Тринити осмотрел рану.
– С ним все будет в порядке, когда мы вынем пулю.
Они оба посмотрели на склон, где скрылись индейцы.
– Ты думаешь, они ушли совсем? – спросила Виктория.
– Нет. Они притаились там, – ответил Тринити. – Но ты их не заметишь, пока они не попытаются тебя убить.
– Что произошло с их лошадьми?
– Один из них отвел лошадей подальше за скалы. Нам нужно позаботиться, чтобы они не добрались до наших.
– Что будем делать?
– Ждать.
День тянулся мучительно медленно. Тринити время от времени постреливал, больше для того, чтобы показать индейцам, что он здесь и настороже. Но они, казалось, потеряли к путникам всякий интерес.

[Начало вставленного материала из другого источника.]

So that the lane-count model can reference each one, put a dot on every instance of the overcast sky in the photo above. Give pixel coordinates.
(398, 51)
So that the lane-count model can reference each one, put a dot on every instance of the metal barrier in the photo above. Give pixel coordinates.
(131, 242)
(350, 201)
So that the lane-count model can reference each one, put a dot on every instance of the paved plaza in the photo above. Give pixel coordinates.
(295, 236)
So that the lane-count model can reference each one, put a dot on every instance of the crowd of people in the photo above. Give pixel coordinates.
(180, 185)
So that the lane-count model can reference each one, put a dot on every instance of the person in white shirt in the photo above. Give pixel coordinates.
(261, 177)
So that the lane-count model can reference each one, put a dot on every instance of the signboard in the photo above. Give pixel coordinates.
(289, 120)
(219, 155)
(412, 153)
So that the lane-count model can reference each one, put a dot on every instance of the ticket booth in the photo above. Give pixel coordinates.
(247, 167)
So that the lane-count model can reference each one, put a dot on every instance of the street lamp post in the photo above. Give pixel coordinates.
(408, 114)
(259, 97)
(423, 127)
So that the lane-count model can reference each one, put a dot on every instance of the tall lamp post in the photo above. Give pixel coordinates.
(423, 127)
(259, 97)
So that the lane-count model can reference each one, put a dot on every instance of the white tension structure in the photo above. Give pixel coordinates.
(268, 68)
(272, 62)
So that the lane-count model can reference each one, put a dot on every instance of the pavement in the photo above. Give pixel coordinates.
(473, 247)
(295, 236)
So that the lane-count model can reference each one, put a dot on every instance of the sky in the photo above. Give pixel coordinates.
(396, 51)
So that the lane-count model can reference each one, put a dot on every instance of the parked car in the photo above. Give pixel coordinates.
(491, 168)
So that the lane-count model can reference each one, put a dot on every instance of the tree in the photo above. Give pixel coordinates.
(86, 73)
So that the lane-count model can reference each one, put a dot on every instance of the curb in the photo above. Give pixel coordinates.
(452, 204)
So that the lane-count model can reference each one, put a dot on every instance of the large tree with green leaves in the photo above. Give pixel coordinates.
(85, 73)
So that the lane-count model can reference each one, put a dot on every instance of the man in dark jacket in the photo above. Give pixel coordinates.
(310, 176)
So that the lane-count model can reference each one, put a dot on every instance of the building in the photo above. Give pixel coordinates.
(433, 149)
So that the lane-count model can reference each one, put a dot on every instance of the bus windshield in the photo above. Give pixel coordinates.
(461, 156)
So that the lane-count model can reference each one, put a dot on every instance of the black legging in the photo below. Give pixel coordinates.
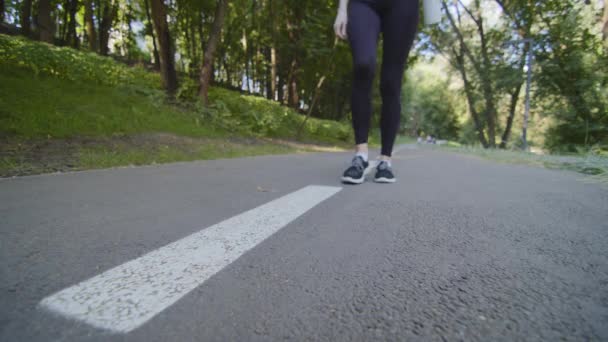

– Я сумел попасть в троих, – объяснил Тринити, когда они поели вяленого мяса и запили его водой. – Они не хотят терять больше людей и попытаются нас перехитрить. Они знают, что здесь нет воды. Мы, может, и выдержим несколько дней, но не кони. Они выжидают, когда мы решим прорваться. Когда мы начнем, они будут наготове.
Тринити говорил совершенно спокойно. Он не собирался сдаваться.
– Что у тебя на уме?
Тринити улыбнулся, молчаливо признавая, что она научилась хорошо его понимать.
– Я собираюсь зайти им в тыл. Ночью я проберусь туда. Ты устроишь здесь бурную стрельбу. Стреляй, меняя позиции. У них должно создаться впечатление, что их атакует с двух сторон большой отряд. Это может вызвать панику, и тогда они, возможно, сбегут. Мне понадобится время, чтобы занять нужную позицию, так что почему бы тебе пока не поспать?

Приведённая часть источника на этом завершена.